Fangraphs has a projection out that shows Nava at .260/.330/.365. That's within spitting distance of replacement level at least and it compares to Josh Reddick's .227/.285/.379 and Ryan Kalish's .241/.302/.363. So the statheads are starting to "like" Nava, which with his high IsoD is not that surprising.

 

I like his chances to become at least a switch-hitting cross between David Murpgy and Gabe Kapler -- a first rate "tweener" in other words -- and those are quite valuable on a championship team.

Posted
At what point do we set aside the question of age, and admit that Daniel Nava is starting to show some exciting potential?

 

He's now torn through AA for half a season to the tune of a 1.047 OPS. Once you get to AA or so, the "age appropriate" question starts to become less important, especially when you put up an OBP there of pretty danged near .500 in a decent sample size.

 

He's got more work to do to prove he isn't a fluke, but frankly, even given his irregular path to the majors Nava's development IMHO has reached the point that prospect watchers should be taking him seriously.
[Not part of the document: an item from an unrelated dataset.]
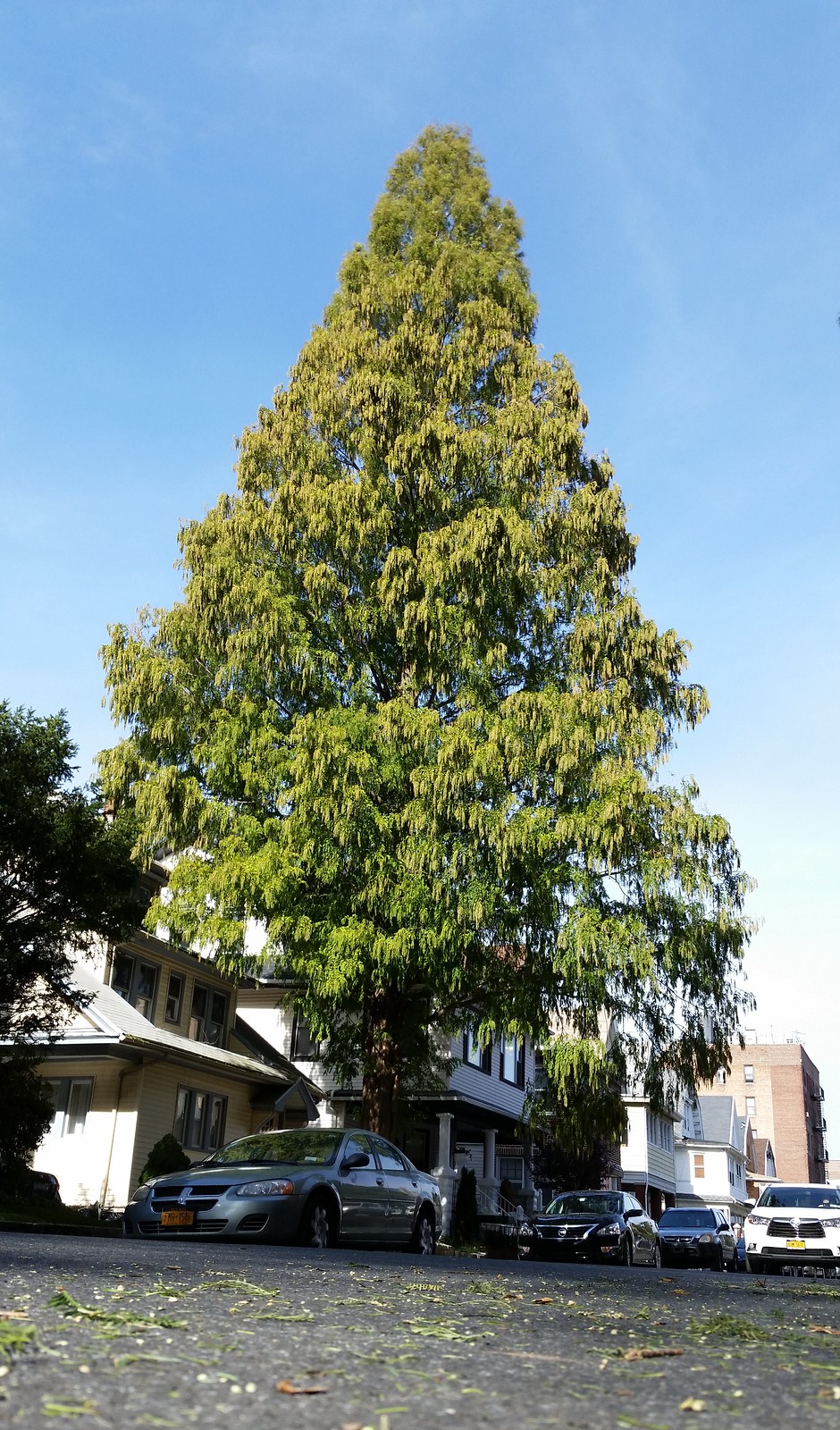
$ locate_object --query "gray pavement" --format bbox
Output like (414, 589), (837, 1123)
(0, 1232), (840, 1430)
And while his BABIP is high, it's been consistently high over the last two years -- and a regression to the mean wouldn't really put his offensive #'s out that much anyway (IIRC it'd cut his OPS down to ~.825 or so -- still quite respectable).

 

Fangraphs has a projection out that shows Nava at .260/.330/.365. That's within spitting distance of replacement level at least and it compares to Josh Reddick's .227/.285/.379 and Ryan Kalish's .241/.302/.363. So the statheads are starting to "like" Nava, which with his high IsoD is not that surprising.

 

I like his chances to become at least a switch-hitting cross between David Murpgy and Gabe Kapler -- a first rate "tweener" in other words -- and those are quite valuable on a championship team.

 

Because not only is he 26 years old, but his "decent" sample size consists of 61 games.